What real reform could unlock

Clear and enforceable Conduct Regulations coverage for umbrella engagements, as contemplated within the Make Work Pay consultation, would reinforce a contractor’s right to choose their own umbrella or select an alternative engagement model such as direct agency payroll. It would also standardise information disclosure on pay, holiday accrual, employer’s NIC treatment and margins. With transparent terms and enforceable rights, competition could shift back to service quality, speed of onboarding and fair pricing. Agencies would still run PSLs, but those lists would be open to any umbrella meeting objective and regulatory criteria rather than locked to a handful of legacy relationships.

Contractors already have rights - but many do not know

Technically, contractors who remain opted in to the Conduct Regulations already retain rights that support freedom of choice. Opting out can narrow those protections, yet many have done so at speed during onboarding without fully grasping the consequences. The current landscape amplifies that information gap. Where agencies strongly encourage a single umbrella, contractors may assume the choice is illusory or fear losing roles if they push back. Clear communication of Conduct Regulation rights, plus documentation that explains the implications of opting out, would level the playing field.

Legal and commercial risks for agencies

Overly restrictive PSLs, especially when combined with explicit conditions that future work is contingent on using a single umbrella, create genuine risk. There are potential Conduct compliance questions, complaints to the Employment Agency Standards Inspectorate, and exposure under consumer protection laws if pay illustrations are misleading. There are reputational hazards if contractors view the policy as coercive, as well as data protection risks where forced transfers of personal data occur before a lawful choice is made. Concentrated PSLs may also heighten vicarious risk in the very area agencies seek to de-risk: if an approved umbrella misapplies holiday pay or processes unlawful deductions, the agency could still attract scrutiny under the new liability framework.

The backlash risk is real

This pre-emptive tightening of control could trigger a significant industry response. Umbrellas excluded from PSLs despite strong compliance will likely challenge restrictions, pressing for transparent criteria, audit-based admission routes and independent dispute resolution. Contractors who feel denied work for refusing a mandated umbrella will become more vocal, escalating complaints and seeking advice on Conduct rights. The public conversation will not be kind to opaque practices, and social channels can turn individual disputes into brand-level issues quickly. A rigid PSL that appears anti-competitive is unlikely to withstand sustained scrutiny in an environment calling for fair choice and clean payroll.

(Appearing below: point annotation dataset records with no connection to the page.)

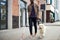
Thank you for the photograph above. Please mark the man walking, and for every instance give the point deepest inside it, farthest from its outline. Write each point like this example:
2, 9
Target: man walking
33, 14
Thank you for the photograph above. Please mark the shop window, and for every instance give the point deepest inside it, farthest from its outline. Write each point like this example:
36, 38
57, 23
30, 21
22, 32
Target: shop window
3, 14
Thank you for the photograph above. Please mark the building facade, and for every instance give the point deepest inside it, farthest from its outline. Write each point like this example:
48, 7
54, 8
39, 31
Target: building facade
14, 13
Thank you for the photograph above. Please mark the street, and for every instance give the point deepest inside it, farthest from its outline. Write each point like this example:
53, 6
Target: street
52, 33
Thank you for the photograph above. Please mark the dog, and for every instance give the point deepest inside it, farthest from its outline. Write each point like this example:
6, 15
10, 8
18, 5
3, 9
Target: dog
42, 30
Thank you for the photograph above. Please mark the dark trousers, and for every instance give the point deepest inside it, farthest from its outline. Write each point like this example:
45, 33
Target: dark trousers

A sustainable path forward

The most durable solution aligns three elements: proportionate oversight of umbrellas, transparent PSL admission standards, and consistent enforcement of the Conduct Regulations protections. Agencies can safeguard against liability by requiring verifiable compliance evidence - audited payroll controls, transparent reconciliation, and clear holiday pay treatment - while also publishing how new umbrellas can qualify. Contractors should be given a documented choice between direct agency payroll and at least more than one compliant umbrella, along with clear pay illustrations and fee disclosures before any data is transferred. HMRC moving to effective umbrella regulation would underpin this framework and reduce the urge to close markets prematurely.

Contractor News view

We expect some consolidation pressure to continue until the new rules settle. However, transparent PSL criteria and clearer Conduct Regulations communications would reduce friction and restore confidence. If umbrella standards are formalised and enforced, the market can support both robust compliance and genuine contractor choice. In the meantime, open dialogue, clear documentation and fair onboarding processes are likely to deliver the best outcomes for all parties.